Asthma is the most common, potentially serious medical condition to complicate pregnancy. Well-controlled asthma is not associated with significant risk to the mother or the fetus. However, uncontrolled asthma can cause serious complications to the mother. However, asthma can be controlled by careful medical management and avoidance of known triggers, so asthma should not be a reason to avoid pregnancy.
Relationship of Asthma and Pregnancy
Although studies vary widely on the overall effect of pregnancy on asthma, several reviews find the following similar trends:
- Women with severe asthma are more likely to worsen, while those with mild asthma are more likely to improve or remain unchanged.
- The change in the course of asthma in an individual woman during pregnancy tends to be similar on successive pregnancies.
- Asthma exacerbations are most likely to appear during the weeks 24 to 36 of gestation, with only occasional patients becoming symptomatic during labor and delivery.
- The changes in asthma noted during pregnancy usually return to pre-pregnancy status within three months of delivery.
- Pregnancy may affect asthmatic patients in several ways. Hormonal changes that occur during pregnancy may affect both the nose and sinuses, as well as the lungs. An increase in the hormone estrogen contributes to congestion of the capillaries (tiny blood vessels) in the lining of the nose, which in turn leads to a “stuffy” nose in pregnancy (especially during the third trimester). A rise in progesterone causes increased respiratory drive, and a feeling of shortness of breath may be experienced as a result of this hormonal increase.

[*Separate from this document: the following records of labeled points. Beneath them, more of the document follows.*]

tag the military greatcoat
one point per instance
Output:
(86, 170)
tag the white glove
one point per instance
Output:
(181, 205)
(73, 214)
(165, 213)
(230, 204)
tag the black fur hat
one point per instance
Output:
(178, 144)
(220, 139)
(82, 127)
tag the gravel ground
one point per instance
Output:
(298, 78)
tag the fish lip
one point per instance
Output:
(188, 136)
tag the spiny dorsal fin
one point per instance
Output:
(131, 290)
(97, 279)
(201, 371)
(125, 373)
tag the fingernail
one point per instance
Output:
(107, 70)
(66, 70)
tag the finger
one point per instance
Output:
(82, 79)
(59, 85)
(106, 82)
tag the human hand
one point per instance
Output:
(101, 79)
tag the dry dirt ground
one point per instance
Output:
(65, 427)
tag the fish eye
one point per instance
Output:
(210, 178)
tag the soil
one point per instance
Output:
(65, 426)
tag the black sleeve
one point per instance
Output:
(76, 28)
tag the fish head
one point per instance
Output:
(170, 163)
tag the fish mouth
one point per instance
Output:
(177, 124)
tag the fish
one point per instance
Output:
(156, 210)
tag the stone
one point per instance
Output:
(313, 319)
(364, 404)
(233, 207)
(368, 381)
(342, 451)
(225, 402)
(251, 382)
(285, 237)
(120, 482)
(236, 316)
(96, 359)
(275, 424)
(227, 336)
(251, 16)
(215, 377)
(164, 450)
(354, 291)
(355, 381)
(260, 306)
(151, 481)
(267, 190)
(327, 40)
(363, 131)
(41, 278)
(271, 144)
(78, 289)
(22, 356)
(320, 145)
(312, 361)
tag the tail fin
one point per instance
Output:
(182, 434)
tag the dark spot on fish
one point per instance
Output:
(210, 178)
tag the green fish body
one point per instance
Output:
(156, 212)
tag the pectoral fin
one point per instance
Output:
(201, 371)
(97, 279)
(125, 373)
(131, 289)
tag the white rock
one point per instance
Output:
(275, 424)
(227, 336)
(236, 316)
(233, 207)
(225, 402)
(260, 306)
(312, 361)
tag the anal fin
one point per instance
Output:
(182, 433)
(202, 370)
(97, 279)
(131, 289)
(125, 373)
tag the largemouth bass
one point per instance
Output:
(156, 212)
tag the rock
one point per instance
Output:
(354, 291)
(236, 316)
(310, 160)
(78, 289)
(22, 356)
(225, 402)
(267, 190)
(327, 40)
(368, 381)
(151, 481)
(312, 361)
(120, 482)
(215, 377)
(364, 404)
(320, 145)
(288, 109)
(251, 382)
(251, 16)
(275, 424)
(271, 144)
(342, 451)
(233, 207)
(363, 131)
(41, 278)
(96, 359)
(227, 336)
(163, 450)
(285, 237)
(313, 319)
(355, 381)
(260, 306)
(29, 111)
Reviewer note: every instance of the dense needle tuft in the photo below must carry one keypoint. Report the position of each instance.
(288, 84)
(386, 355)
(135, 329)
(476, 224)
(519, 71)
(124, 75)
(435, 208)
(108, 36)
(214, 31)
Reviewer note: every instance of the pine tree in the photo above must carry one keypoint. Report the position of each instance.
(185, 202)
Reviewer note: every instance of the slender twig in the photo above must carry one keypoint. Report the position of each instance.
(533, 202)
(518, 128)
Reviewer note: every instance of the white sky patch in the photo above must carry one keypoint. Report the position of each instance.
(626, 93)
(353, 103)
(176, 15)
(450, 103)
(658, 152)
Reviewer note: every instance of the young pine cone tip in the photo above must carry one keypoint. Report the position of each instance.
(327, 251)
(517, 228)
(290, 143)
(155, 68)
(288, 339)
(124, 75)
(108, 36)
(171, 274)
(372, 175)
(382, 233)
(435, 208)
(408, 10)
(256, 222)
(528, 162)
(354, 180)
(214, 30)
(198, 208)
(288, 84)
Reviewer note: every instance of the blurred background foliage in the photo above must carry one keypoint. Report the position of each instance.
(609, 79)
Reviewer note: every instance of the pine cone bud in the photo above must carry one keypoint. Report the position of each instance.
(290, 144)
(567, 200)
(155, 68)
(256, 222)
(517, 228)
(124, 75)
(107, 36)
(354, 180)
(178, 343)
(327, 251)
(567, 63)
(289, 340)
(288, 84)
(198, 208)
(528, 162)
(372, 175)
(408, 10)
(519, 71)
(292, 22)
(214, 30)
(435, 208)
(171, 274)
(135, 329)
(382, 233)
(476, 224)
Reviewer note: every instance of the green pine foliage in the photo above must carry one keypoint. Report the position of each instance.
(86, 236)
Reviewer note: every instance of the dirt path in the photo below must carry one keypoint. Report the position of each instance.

Asthma is a disease in which intensity of symptoms can vary from day to day, month to month, or season to season regardless of pregnancy. Therefore, a treatment plan should be chosen based both on asthma severity and experience during pregnancy with those medications. Always remember that the use of medications should not replace avoidance of allergens or irritants, as avoidance will potentially reduce medication needs.
Can any of the medications I take for my asthma cause harm to my baby?
Most medications used to treat asthma appear to be safe, especially those that have been around for many years and have been time tested. Unfortunately, it is very difficult to do adequate studies in pregnant women to prove the safety of drugs.
Will asthma have any effect on my pregnancy and on the baby?
If uncontrolled, severe asthma may be harmful to the developing fetus. However, if well-controlled, it should not have adverse effect on you or your baby.
How does severe, uncontrolled asthma adversely affect the fetus?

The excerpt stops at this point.